Deferring Peace in International Statebuilding (Routledge Studies in Intervention and Statebuilding)
内容
This book explores 25 years of international peacebuilding and recasts it as a crisis of confidence in universal ideas of peacebuilding and self-government. International peacebuilding is increasingly understood as an endogenous process which constrains external assistance and is, at the same time, a long-term process in which external supervision needs to be prolonged. The upshot of international aid, `the need to do less, but stay longer', is not perceived as a contradiction, but it is tainted by uncomfortable anxieties. In everyday parlance, these are expressed as follows: local people need to lead the process, but they cannot make it on their own; we, international agencies, need to stay longer, but we cannot really help them. These anxieties seem to reflect a growing estrangement with universal ideas of international intervention as much as with the possibility of self-government. Today, liberal peace is dying in agony and neither foreign practitioners nor local people seem ready for the ambitious task of peacebuilding. If peace still matters, the question needs to be confronted of how peacebuilding got here and where is it traveling? Since current peacebuilding interventions are abandoning top-down methodologies, and experimenting with locally driven strategies, the book has two suggestions. The first is that international policymakers are embracing some of the scholarly critiques of liberal peace. For more than a decade, academic critiques have pointed out the need to focus on everyday dynamics and local resistances to liberal peace in order to enable hybrid and long-term practice-based strategies of peacebuilding. Now, the distance between critiques and policy has narrowed: deferring peace - adjourning the end of peacebuilding - is becoming the alpha and omega of scholars and practitioners, confusing the former and humbling the latter.

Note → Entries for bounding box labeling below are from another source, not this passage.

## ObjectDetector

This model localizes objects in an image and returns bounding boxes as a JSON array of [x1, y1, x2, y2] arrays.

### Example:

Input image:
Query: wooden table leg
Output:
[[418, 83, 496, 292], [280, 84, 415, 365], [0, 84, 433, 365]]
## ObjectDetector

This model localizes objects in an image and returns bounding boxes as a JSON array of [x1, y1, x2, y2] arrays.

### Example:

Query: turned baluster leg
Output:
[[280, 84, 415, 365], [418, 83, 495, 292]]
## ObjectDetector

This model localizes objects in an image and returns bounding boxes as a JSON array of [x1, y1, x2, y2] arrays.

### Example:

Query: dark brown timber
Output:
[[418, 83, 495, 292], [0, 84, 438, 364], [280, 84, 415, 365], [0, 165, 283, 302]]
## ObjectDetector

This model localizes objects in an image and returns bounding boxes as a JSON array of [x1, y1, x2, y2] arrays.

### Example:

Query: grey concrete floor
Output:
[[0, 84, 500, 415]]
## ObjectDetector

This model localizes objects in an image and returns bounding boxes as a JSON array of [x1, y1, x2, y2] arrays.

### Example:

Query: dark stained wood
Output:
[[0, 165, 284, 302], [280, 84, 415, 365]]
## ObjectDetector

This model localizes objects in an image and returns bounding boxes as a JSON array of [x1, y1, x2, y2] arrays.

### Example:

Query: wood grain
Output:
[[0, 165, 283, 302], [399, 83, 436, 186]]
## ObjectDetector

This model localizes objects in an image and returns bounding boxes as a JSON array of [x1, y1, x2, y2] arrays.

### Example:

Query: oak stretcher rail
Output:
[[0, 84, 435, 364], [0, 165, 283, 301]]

The second suggestion is that in stepping away from liberal peace, a transvaluation of peacebuilding values is afoot. Critiques are beginning to accept and valorise that international interventions will continuously fail to produce sensitive results. The earlier frustrations with unexpected setbacks, errors or contingencies are ebbing away. Instead, critiques normalise the failure to promote stability and peace. This book will be of much interest to students of peacebuilding, international intervention, conflict resolution, international organisations and security studies in general.